Q&A with Brian White of Intercom

Kehlan talks with Brian White, director of engineering at Intercom, one of Ireland’s best startup stories of recent times. With a billion monthly users for its business messaging service, the company has new development plans.

For anyone who has been living under a rock lately, tell us what Intercom does?

Our mission is to make internet business personal. I think the best way to think about is this: If you go back about 15 or 20 years, businesses by default had to have a personal touch.

You had your coffee shops or your hardware shops where you could see people browsing around. If they needed help or wanted to clarify something, all you had to do was head down to them and ask.

Since then the scale of the internet has grown. With that scaling comes the loss of the ability to know who your customers are. We lost that personal touch. That gap is what we’re trying to close.

A simple example would be that if someone downloads your app or buys your product, there is a good chance that they will know whether or not they like your product within the first eight hours of getting it. Intercom allows you connect them personally to find out.

It has Irish people at its head, but it is an American based company?

Yeah.

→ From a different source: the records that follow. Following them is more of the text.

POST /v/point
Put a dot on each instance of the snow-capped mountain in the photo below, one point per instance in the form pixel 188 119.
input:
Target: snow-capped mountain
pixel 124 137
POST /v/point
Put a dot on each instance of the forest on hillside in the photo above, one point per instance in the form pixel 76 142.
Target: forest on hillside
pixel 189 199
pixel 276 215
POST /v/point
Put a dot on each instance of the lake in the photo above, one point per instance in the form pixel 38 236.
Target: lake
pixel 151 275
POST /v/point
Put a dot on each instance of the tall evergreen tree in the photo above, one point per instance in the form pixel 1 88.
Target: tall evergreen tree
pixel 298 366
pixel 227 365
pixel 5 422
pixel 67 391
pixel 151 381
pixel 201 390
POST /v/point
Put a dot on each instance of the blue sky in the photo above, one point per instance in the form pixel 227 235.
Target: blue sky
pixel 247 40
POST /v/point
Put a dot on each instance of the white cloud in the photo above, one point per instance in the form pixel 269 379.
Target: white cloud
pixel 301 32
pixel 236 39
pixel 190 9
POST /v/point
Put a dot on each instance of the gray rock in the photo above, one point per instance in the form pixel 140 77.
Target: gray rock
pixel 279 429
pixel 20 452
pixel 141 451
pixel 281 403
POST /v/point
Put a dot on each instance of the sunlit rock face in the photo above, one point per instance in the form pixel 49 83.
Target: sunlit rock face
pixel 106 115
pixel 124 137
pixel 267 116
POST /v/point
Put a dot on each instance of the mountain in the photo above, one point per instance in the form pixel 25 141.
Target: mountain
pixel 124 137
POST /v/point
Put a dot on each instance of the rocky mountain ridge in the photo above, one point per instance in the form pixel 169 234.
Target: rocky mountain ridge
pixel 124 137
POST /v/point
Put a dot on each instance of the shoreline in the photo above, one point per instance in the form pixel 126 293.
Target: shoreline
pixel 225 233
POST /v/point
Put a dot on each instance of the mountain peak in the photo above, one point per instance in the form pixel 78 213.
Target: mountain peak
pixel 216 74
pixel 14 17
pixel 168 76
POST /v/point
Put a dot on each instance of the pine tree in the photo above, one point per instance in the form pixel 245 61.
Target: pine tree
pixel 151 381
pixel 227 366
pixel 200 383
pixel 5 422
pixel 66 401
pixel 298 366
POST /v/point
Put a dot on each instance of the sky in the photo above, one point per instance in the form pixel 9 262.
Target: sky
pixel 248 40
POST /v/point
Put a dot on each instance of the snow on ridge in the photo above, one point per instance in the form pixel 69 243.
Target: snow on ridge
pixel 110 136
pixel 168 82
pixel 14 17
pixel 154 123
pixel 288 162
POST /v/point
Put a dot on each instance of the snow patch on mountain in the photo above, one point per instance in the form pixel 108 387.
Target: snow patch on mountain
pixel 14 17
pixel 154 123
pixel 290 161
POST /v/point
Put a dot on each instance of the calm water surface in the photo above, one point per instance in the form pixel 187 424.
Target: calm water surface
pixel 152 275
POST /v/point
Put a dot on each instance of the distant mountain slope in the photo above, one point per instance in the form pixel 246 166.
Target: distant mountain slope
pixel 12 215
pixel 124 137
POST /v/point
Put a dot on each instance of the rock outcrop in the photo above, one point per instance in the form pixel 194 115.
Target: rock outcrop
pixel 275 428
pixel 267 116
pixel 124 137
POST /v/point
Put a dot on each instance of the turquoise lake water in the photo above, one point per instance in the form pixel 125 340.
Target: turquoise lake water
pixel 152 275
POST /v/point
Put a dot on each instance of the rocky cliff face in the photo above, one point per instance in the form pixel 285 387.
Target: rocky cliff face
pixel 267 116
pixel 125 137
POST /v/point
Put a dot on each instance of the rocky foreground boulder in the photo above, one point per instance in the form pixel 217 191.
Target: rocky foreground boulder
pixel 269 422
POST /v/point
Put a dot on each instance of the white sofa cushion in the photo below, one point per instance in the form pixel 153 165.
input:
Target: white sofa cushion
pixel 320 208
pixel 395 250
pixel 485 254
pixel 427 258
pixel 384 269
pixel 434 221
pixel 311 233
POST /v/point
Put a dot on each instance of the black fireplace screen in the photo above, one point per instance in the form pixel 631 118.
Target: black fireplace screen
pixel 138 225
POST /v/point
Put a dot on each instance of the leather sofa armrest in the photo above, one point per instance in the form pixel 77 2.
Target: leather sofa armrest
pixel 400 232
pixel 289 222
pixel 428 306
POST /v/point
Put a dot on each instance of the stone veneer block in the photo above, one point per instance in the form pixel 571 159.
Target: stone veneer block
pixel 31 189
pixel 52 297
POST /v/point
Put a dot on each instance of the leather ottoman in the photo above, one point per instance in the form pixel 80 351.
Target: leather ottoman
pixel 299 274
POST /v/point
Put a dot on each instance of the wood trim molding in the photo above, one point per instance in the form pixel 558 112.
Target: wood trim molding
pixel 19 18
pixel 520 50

So we have the headquarters in San Francisco and our R&D facility here in Dublin. We have four Irish founders who started in another consultancy company called Contrast in the mid-2000s.

Contrast was a pretty epic company. I remember reading their blog and thinking I needed to get a job there. I was working at a much smaller company at the time and I remember thinking, “These people are so smart; they know what they’re doing”.

I also thought that I was nowhere near good enough to work there, so I ended up at Amazon. They then set up Sentinel, which was an error tracking application. Around 2008-2009, applications were finding it really hard to scale without errors.

I’m sure a lot of people will remember the twitter ‘fail whale’ of the same time. So Sentinel provided a constant update on how your application was performing. It was really one of the first of its kind to tackle something like that.

They told me about this problem that came up. Somebody had paid them for the service, a nominal $9 a month.

They emailed out apology service emails every time something went down. One day, they got an email saying, “This is the fourth time I have recently received one of these emails. I don’t know what your product is, I don’t know what it does, but seems to be down all the time”.

So this was someone who had just signed up but never really used the service and was getting emails irrelevant to them. So they got this idea to create an in-app message to customers. Turns out it was one of the first in-app messages ever to be sent.

Now it’s possible to get updates directly from the customer about their experience by contacting them. It saves time for you and lets the customer provide instantaneous feedback on the product. From that grew Intercom.

There are Facebook and Slack as well. What makes you different?

For us, it’s about how customers want to talk to companies. With the likes of Facebook and their messenger service, it’s designed to keep you on their platform.

Facebook is never going to build a Twitter integration into their platform, that would take people away from them to another messaging service.

For us, the channel doesn’t matter, what does matter is that you are able to reach the people that you need to. We’re always experimenting with using new channels. So if it’s Facebook or Twitter or SMS, it doesn’t matter to us.

Convenience for the user is what matters.

People want to buy online, but they still want a personal touch too?

Yeah, it’s a really important route for us. Perhaps we don’t sell that aspect of things event to our own customers, but it’s very important. For example, we’ve just launched out new messaging service, which is really slick.

As part of it, companies can connect Twitter profiles or LinkedIn profiles to their chat session with customers. This doesn’t have anything to do with getting them more followers, but actually to show that there is a real person behind the online interaction.

If you browse the web these days you get these little pop-ups where you’re asked to ‘talk to us’. They have those stock photos of somebody on a headset. We really want to change that. People want to trust you and speak to the person behind what they just bought.

Is there then a constant reassessment of Intercom and how it works?

One of the things that was a surprise to me when I arrived at Intercom was the level of autonomy that was given to people and teams.

So on the Intercom platform, we sell a range of products. Each one of those products has been designed and built by a single group of people. It’s quite a mix of skill sets in each.

We’ll have people from research, analytics and product design. It’s really up the team to develop how something is built and what happens to it next. Customers will say we need this, to do X, Y and Z.

It will be up to us to interpret that and develop a product accordingly. It’s a really satisfying thing to see when you work with a bunch of really smart people to make something work and then have people buy into that too.

What can we see from you in the next phase for Intercom?

We’ll continue to iterate on what we’ve got, but I think there is still really interesting areas to come where we’ll be inventing new stuff. We talk a lot about first principles.

So any new area that we move into, we work really hard to go from what’s real problems that we’re trying to solve here and what’s the first principles approach.

We don’t want to build a better version of something that someone else has built. We want to figure out what the problem is and then figure out the best way to solve it.

There are some pretty exciting new sides of the products that will come along soon enough. Even in themes and strands connected with the product, I’m expecting some exciting things.

We always considered ourselves as competing with consumer software. We don’t see ourselves as competing with enterprise grand software.

We very much see ourselves as consumer grade software that just so happens to be targeted at enterprise. You won’t have to wait long to find out about some great things we’ve got planned.